The overhauled code from the Chartered Institute of Internal Auditors (IIA) promises to widen the scope of the balance sheet scrutiny to avoid a repeat of questionable accounting practices and risky behaviour that contributed to the global financial crisis of 2008.
Last month's Parliamentary Commission report called for an improvement of financial firms' internal auditing systems. Northern Rock, the Royal Bank of Scotland and HBOS almost collapsed between 2007 and 2008 despite being given a clean bill of health by their internal auditors.
Under the new code, internal auditors will be empowered to assess the management of risk in any part of the firm. This will cover financial risks of capital and liquidity adequacy but also poor treatment of customers and corporate mergers such as RBS's disastrous acquisition of the Dutch bank ABN Amro in 2007. Auditors will be able to assess whether a firm has been behaving according to its own stated ethical values. And to enhance the independence of auditors, they will report primarily to the chair of the firm's audit committee, rather than the company's management.

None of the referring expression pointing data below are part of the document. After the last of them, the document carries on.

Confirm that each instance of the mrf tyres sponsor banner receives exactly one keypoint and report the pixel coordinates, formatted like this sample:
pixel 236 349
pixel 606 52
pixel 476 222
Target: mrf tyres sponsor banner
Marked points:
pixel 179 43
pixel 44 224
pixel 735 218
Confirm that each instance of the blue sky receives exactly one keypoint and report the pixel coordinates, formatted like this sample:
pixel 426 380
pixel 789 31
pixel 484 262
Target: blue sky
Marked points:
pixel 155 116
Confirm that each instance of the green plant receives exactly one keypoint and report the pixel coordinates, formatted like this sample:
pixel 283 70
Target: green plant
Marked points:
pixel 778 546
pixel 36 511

The new IIA code has been welcomed by the Bank of England, which now has over-arching regulatory authority over the financial sector. "Throughout the financial crisis the role of internal auditors has received relatively little scrutiny," said Andrew Bailey, pictured, the head of the Bank's Prudential Regulatory Authority. "This guidance raises the bar."
However, Mr Bailey warned the new code would only be effective if firms' management and internal audit committees threw their weight behind the new regime.
The new code was drawn up by an independent committee established by the IIA. It was chaired by Roger Marshall, the head of the audit committee of the FTSE 100 insurer Old Mutual. The committee drew on input from the financial industry as well as regulators.
And Mr Marshall's committee said that, after listening to industry feedback, that it did not want internal auditors to "second guess" the decisions of company directors.